The Prime Minister recently announced that the UK plans to power every home in the UK with renewable energy by 2030. The initiative would involve a massive expansion of offshore wind generation from 30GW to 40GW. The objective is certainly an ambitious one.

Electricity generation is probably the most eye-catching element of the sustainability debate. There’s no doubt that there will have to be a fundamental shift in how we generate electricity if the nation is to get close to achieving net carbon zero goals.

But there’s also an important debate about the locations where the energy is used – including our homes. Achieving goals for the percentage of energy generated by renewables will be easier if the homes we are building now need to use less of it.

The net carbon zero objective also has to consider how homes are built.

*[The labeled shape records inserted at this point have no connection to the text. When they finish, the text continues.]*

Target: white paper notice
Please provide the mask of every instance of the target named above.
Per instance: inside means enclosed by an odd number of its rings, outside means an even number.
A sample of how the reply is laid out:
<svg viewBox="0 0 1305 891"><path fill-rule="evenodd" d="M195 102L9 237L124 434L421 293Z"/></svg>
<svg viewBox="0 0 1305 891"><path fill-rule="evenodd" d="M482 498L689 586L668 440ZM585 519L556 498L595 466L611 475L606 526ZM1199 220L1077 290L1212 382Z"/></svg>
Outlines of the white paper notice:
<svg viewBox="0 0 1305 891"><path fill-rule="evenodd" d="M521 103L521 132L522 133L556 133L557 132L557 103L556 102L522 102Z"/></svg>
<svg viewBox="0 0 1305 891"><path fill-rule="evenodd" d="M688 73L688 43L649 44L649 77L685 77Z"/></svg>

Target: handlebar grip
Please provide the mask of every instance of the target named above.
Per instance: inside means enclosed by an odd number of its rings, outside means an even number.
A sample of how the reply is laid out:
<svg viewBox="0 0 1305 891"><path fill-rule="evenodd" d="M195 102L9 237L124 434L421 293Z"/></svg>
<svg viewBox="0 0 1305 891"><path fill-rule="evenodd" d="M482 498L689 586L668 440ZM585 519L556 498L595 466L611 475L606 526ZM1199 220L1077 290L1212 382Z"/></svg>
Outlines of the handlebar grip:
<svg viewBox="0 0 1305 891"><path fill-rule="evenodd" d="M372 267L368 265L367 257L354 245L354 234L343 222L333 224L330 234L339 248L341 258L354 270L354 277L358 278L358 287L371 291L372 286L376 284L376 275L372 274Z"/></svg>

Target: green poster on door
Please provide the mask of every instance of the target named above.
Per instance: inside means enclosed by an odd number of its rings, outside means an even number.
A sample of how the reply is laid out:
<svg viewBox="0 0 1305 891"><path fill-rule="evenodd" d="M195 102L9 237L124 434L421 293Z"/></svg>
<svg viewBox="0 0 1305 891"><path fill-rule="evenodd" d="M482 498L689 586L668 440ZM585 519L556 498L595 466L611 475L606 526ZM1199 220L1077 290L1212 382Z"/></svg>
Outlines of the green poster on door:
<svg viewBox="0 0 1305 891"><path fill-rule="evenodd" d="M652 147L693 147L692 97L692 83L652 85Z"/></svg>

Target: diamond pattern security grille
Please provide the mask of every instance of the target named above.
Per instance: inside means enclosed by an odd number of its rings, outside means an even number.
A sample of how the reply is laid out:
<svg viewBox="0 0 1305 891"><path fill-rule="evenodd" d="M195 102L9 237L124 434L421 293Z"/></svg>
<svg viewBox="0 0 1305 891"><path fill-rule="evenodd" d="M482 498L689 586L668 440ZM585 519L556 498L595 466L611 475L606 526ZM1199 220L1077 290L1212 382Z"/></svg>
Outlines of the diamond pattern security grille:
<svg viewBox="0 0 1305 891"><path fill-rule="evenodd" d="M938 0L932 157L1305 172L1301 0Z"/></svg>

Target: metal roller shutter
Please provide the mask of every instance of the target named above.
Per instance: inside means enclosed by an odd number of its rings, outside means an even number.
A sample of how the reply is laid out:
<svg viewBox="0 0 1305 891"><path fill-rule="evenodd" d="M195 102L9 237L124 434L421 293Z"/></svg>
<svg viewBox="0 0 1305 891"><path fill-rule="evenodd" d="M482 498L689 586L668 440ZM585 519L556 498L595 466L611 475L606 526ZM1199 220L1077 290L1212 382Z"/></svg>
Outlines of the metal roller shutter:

Citu estimates that the average house generates over 50 tonnes of CO2 during construction. With a target of over 250,000 new home completions each year, that’s a lot of carbon dioxide potentially going into the atmosphere.

Faster and Greener

That all sets the industry quite a challenge: build over a quarter of a million new homes each year while minimising the carbon emissions during and after construction. The country is still struggling to achieve the first element of that challenge.

It’s time to stop kicking this challenge down the road and start looking seriously at the practical options available, right now, to help meet these goals. Which means that the time for widespread adoption of offsite construction is now – not some undefined point in the future. Greater adoption of MMC with a ‘can-do’ culture of collaboration and innovation makes it possible to dramatically increase the supply of good quality homes and tackle carbon emission targets.

Offsite and Net Zero Carbon

Offsite construction methods use more sustainable construction materials such as responsibly-sourced timber. This material has the added advantage of storing carbon as trees grow. Construction using MMC consumes less energy and the controlled manufacturing process creates more energy-efficient buildings in the long-term.

Offsite brings repeatability and the opportunity to standardise the design of building elements. This drives out the maximum amounts of time, cost and uncertainty from the process. Greater standardisation of products and processes will produce economies of scale that will allow homes to be completed even faster and more cost-effectively.

With over a quarter of a million homes being built each year, the choices we make now could massively help or hinder progress towards a net carbon zero economy. If we want to be sustainable we have to change how we build and do it at scale.